SUSKUNLAR-İHSAN OKTAY ANAR

Kitabın Künyesi
Kitabın adı:Suskunlar
Yazarı:İhsan Oktay Anar
Yayınevi:İletişim Yayınları
Sayfa:269
Açılışı bir bekçinin gördüğü hayaletle yapıyor,ardından hayaleti gören başka birinin hikayesini okuyoruz.Sonrasında mehteranda köse çalan  Kalın Musa'yı tanıyoruz.Bu adam cimri cimri evladı Veysel'e sevgisiz mi sevgisiz bir adam. Onun vasıtasıyla kitabın ana karakterlerinden ikisi olan Davut  ve Eflatun'u tanıyoruz. Bu ikisi ikiz ve Kalın Musa'nın torunları. Ayrıca Veysel ve Davut muazzam derecede başarılı müzisyenler.Veysel bir kemençe çalıyor ki bütün herkes içleniyor ama Veysel'in kemençe çalması Kalın Musa tarafından yasaklı. Bir de Kalın Musa'nın musiki meraklısı Muhayyer Hüseyin adlı bir kardeşi var ki bu adam musikiye meraklılar için kahvehane işletiyor ve hem Veysel'e hem Davut'a kol kanat geliyor.


Kitabın ilk bölümü hem Veysel için hem de Davut için dönüm noktası olan şeyleri anlatıyor. Misal Davut'un Neva'ya aşık olması.
İlk bölümün ardından ikinci bölümde Eflatun'un hayatını okuyoruz,bir ses duymasıyla evin bir köşesine itilen çocuğun sesin peşinden gitmesi ve akabinde gelişen olayları öğreniyoruz.
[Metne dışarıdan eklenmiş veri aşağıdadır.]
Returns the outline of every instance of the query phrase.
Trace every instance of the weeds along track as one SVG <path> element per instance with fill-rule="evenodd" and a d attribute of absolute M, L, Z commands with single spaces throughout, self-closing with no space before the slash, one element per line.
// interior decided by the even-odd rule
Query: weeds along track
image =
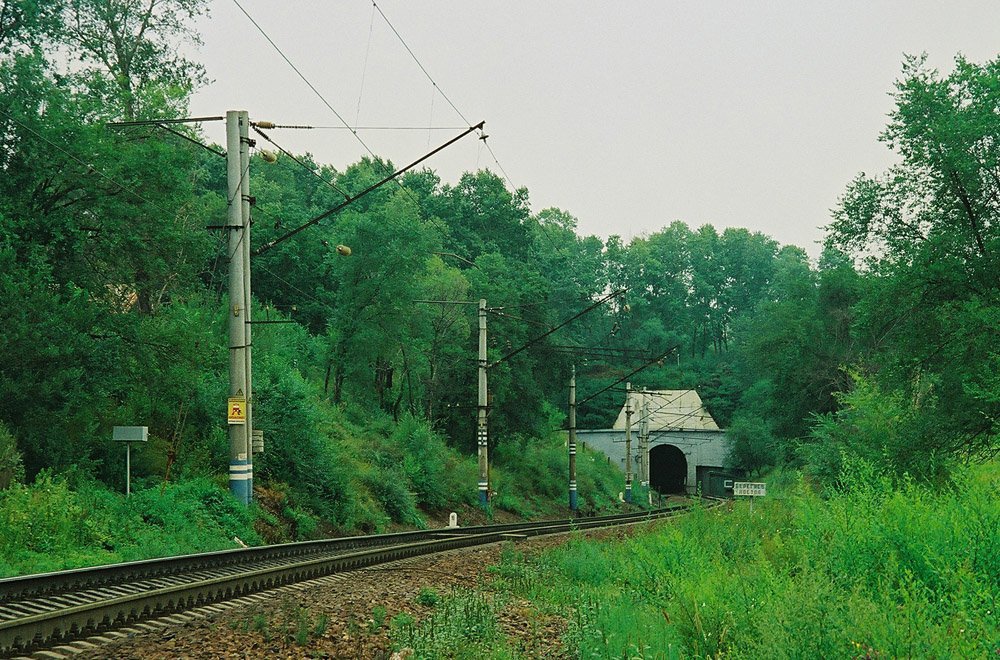
<path fill-rule="evenodd" d="M 690 506 L 287 543 L 0 579 L 0 656 L 332 573 L 503 540 L 658 520 Z"/>

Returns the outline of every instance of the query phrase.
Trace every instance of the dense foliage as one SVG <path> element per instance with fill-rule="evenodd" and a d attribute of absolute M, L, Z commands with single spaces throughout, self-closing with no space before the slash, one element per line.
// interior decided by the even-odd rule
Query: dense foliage
<path fill-rule="evenodd" d="M 150 428 L 142 486 L 219 477 L 228 264 L 206 226 L 225 217 L 224 166 L 182 139 L 202 139 L 195 127 L 108 125 L 185 114 L 205 72 L 180 44 L 197 43 L 208 3 L 0 7 L 0 488 L 13 487 L 0 507 L 67 471 L 122 489 L 115 424 Z M 256 318 L 288 322 L 254 332 L 258 485 L 288 496 L 295 536 L 468 503 L 474 306 L 417 301 L 480 298 L 497 506 L 563 497 L 553 433 L 572 365 L 580 399 L 643 365 L 638 386 L 697 388 L 751 472 L 791 463 L 835 484 L 861 458 L 946 483 L 998 446 L 998 90 L 1000 61 L 942 75 L 907 59 L 883 136 L 900 162 L 848 186 L 815 263 L 681 221 L 580 236 L 489 171 L 379 188 L 254 257 Z M 254 247 L 393 167 L 254 160 Z M 582 406 L 580 426 L 607 425 L 619 389 Z M 613 502 L 602 470 L 581 474 L 588 506 Z"/>

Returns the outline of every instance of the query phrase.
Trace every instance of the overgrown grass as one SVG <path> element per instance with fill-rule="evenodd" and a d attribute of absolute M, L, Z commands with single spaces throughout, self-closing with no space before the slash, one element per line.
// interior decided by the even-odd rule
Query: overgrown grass
<path fill-rule="evenodd" d="M 259 543 L 257 515 L 207 479 L 126 499 L 43 472 L 0 491 L 0 575 L 233 548 L 233 537 Z"/>
<path fill-rule="evenodd" d="M 506 553 L 501 593 L 568 619 L 576 657 L 994 657 L 996 464 L 950 489 L 870 469 L 824 499 L 801 480 L 659 531 Z"/>
<path fill-rule="evenodd" d="M 497 623 L 505 605 L 501 597 L 473 591 L 455 591 L 434 604 L 434 612 L 420 623 L 412 617 L 392 620 L 395 650 L 412 649 L 415 658 L 478 660 L 513 658 Z"/>

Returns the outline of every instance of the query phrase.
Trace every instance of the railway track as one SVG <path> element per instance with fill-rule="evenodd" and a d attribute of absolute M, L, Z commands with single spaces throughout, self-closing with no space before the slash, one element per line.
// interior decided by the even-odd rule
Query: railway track
<path fill-rule="evenodd" d="M 307 541 L 0 579 L 0 656 L 333 573 L 503 540 L 668 518 L 688 508 L 675 504 L 566 521 Z"/>

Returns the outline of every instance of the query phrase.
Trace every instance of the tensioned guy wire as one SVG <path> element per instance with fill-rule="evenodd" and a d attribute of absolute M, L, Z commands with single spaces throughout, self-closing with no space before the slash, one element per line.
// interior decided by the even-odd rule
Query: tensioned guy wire
<path fill-rule="evenodd" d="M 307 172 L 309 172 L 310 174 L 312 174 L 314 177 L 316 177 L 317 179 L 319 179 L 320 181 L 322 181 L 323 183 L 325 183 L 326 185 L 328 185 L 329 187 L 333 188 L 334 190 L 336 190 L 337 192 L 339 192 L 341 195 L 343 195 L 344 199 L 350 199 L 351 198 L 351 196 L 348 195 L 346 192 L 344 192 L 344 190 L 340 186 L 338 186 L 333 181 L 327 181 L 326 179 L 324 179 L 319 174 L 319 172 L 317 172 L 313 168 L 309 167 L 306 163 L 304 163 L 299 158 L 297 158 L 294 154 L 292 154 L 292 152 L 290 152 L 288 149 L 285 149 L 283 146 L 281 146 L 280 144 L 278 144 L 277 142 L 275 142 L 274 140 L 272 140 L 271 137 L 267 133 L 265 133 L 264 131 L 260 130 L 260 128 L 258 126 L 255 126 L 253 123 L 251 123 L 250 124 L 250 128 L 252 128 L 257 135 L 259 135 L 262 138 L 264 138 L 265 140 L 267 140 L 268 143 L 270 143 L 275 149 L 277 149 L 281 153 L 283 153 L 286 156 L 288 156 L 289 158 L 291 158 L 292 161 L 294 163 L 296 163 L 297 165 L 299 165 L 302 169 L 306 170 Z"/>
<path fill-rule="evenodd" d="M 361 97 L 365 94 L 365 77 L 368 75 L 368 55 L 372 51 L 372 33 L 375 31 L 375 7 L 372 7 L 372 17 L 368 22 L 368 45 L 365 47 L 365 63 L 361 67 L 361 88 L 358 90 L 358 111 L 354 116 L 354 130 L 361 121 Z"/>
<path fill-rule="evenodd" d="M 263 36 L 267 40 L 267 43 L 271 44 L 271 47 L 278 52 L 278 55 L 281 56 L 281 59 L 285 60 L 285 63 L 292 68 L 292 71 L 294 71 L 295 74 L 302 80 L 302 82 L 304 82 L 306 86 L 308 86 L 309 89 L 312 90 L 313 94 L 315 94 L 319 98 L 319 100 L 323 102 L 323 105 L 329 108 L 330 112 L 332 112 L 337 117 L 337 119 L 340 120 L 340 123 L 342 123 L 344 126 L 346 126 L 351 130 L 351 133 L 353 133 L 354 137 L 357 138 L 358 142 L 361 143 L 361 146 L 365 148 L 365 151 L 367 151 L 368 154 L 373 159 L 378 161 L 378 156 L 376 156 L 375 152 L 371 150 L 368 144 L 361 139 L 361 137 L 358 135 L 358 132 L 353 128 L 351 128 L 351 125 L 348 123 L 348 121 L 344 119 L 339 112 L 337 112 L 336 108 L 334 108 L 329 101 L 326 100 L 326 97 L 323 96 L 323 94 L 320 93 L 318 89 L 316 89 L 316 86 L 313 85 L 311 82 L 309 82 L 309 79 L 305 77 L 305 74 L 303 74 L 299 70 L 299 68 L 295 66 L 294 63 L 292 63 L 290 59 L 288 59 L 288 56 L 285 55 L 284 51 L 282 51 L 281 48 L 278 47 L 278 44 L 274 42 L 274 39 L 268 36 L 267 32 L 264 31 L 264 28 L 262 28 L 260 24 L 254 20 L 253 16 L 251 16 L 249 12 L 247 12 L 247 10 L 243 8 L 243 5 L 240 4 L 239 0 L 233 0 L 233 3 L 239 8 L 241 12 L 243 12 L 243 15 L 246 16 L 251 23 L 253 23 L 253 26 L 257 28 L 257 31 L 260 32 L 261 36 Z"/>
<path fill-rule="evenodd" d="M 444 93 L 444 90 L 442 90 L 440 85 L 437 84 L 437 81 L 434 80 L 430 72 L 427 71 L 427 68 L 420 62 L 419 59 L 417 59 L 417 56 L 413 52 L 413 49 L 410 48 L 410 45 L 406 43 L 406 40 L 403 39 L 403 35 L 399 33 L 399 30 L 397 30 L 396 27 L 392 24 L 392 21 L 390 21 L 389 17 L 385 15 L 385 12 L 382 11 L 382 8 L 378 6 L 378 3 L 372 2 L 372 6 L 378 10 L 378 13 L 382 16 L 382 19 L 385 21 L 385 24 L 389 26 L 389 29 L 392 30 L 393 34 L 396 35 L 396 38 L 399 39 L 399 43 L 403 45 L 403 48 L 406 49 L 406 52 L 410 54 L 410 57 L 413 58 L 413 61 L 416 62 L 417 66 L 420 67 L 420 70 L 423 71 L 425 76 L 427 76 L 427 80 L 429 80 L 431 85 L 434 86 L 434 89 L 441 94 L 441 98 L 447 101 L 448 105 L 451 106 L 451 109 L 454 110 L 458 114 L 458 116 L 462 118 L 462 121 L 464 121 L 466 124 L 471 125 L 471 122 L 469 122 L 465 114 L 463 114 L 462 111 L 458 109 L 458 106 L 456 106 L 452 102 L 452 100 L 448 97 L 448 95 Z M 480 131 L 479 139 L 482 140 L 483 145 L 485 145 L 486 147 L 486 150 L 490 152 L 490 155 L 493 157 L 493 162 L 496 163 L 497 169 L 499 169 L 500 173 L 503 174 L 503 178 L 504 180 L 507 181 L 507 185 L 510 186 L 511 191 L 516 191 L 517 187 L 514 185 L 514 182 L 510 180 L 510 177 L 507 176 L 507 172 L 506 170 L 504 170 L 503 165 L 501 165 L 500 161 L 497 159 L 497 155 L 493 153 L 493 147 L 491 147 L 489 142 L 487 142 L 486 140 L 487 137 L 489 136 L 486 135 L 486 133 Z M 478 168 L 478 163 L 477 163 L 477 168 Z"/>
Üçüncü kısımda ise bizi bekleyen musiki üstadı olan 7 kişiden 6'sının acımasızca elenmesi ve bir sürü şeyin adım adım çözülmesi.
"Kusur benim imzamdır.Bir ismim olduğu sürece bir kusurum da olacak ve olmalı."
Gelelim yorumuma kitap yukarıda anlattığım kadar basit değil,fazlasını yazmak istesem de spoilere dur diyerek kendimi frenlendim. Hatta bayağı fazla bile anlatmış olabilirim. Peki sevdim mi pek değil,genel olarak herkesin en sevdiği kitaplar listesinde tepelerde olan bir kitap biliyorum ama ben sevemedim fakat acayip beğendim. Yer yer yazarın zekasına hayran kaldım. Demek ki neymiş her beğendiğini illa sevmen gerekmiyormuş her nasıl oluyorsa artık.
Öncelikle kitabın dilinin ağırlığı beni yordu gerçekten okurken yer yer zorlandım,sonrasında bazı şeylerin fazlasıyla uzatıldığını düşünüyorum misal Eflatun'un sesi arayış yerleri okurken sıkıldım resmen.Tamam adam kendince 7 günahı anlatmış ama bence fazla uzatmış. Bir de bazı yerlerdeki (İsa-Tanrı durumu başta olmak üzere) durumları sevemedim.
Beğendiğim tarafları ise yazarın arayı sıkıştırdığı hikayeler mesela işkencesi öldürmeye gelen adamın duydukları en ok sevdiğim yerlerdendi. Sonrasında yazarın kitabın başından beri dağıttı  bütün olayları bir bir toplayışındaki eşsiz başarı. Yazar ince detaylar konusunda gerekten uzman.Bir de musikinin içinde kaybolmamızı sağladığı yerlerde var. Bazı diyaloglar gerçekten akılda kalıcı olduğunu belirterek yazımı sonlandırıyorum.
"Her musiki,sesin değil de,aslında sessizliğin bir taklidi."
Derken şunu da söyledi:
"Musiki sessizliğe ne kadar yakınsa,o kadar da mükemmel olur."
Nihayet şu sözleri mırıldandı:
"Kulakları hassas olduğu halde hiçbir şey işitmeyen kişi,O'nu dinliyordur."
Şunu da dedi:
"Sessizlikte bir perdedir.Sessizliği işitebilirsin.'Es' bile bu perdeye kıyasla,'ses'tir.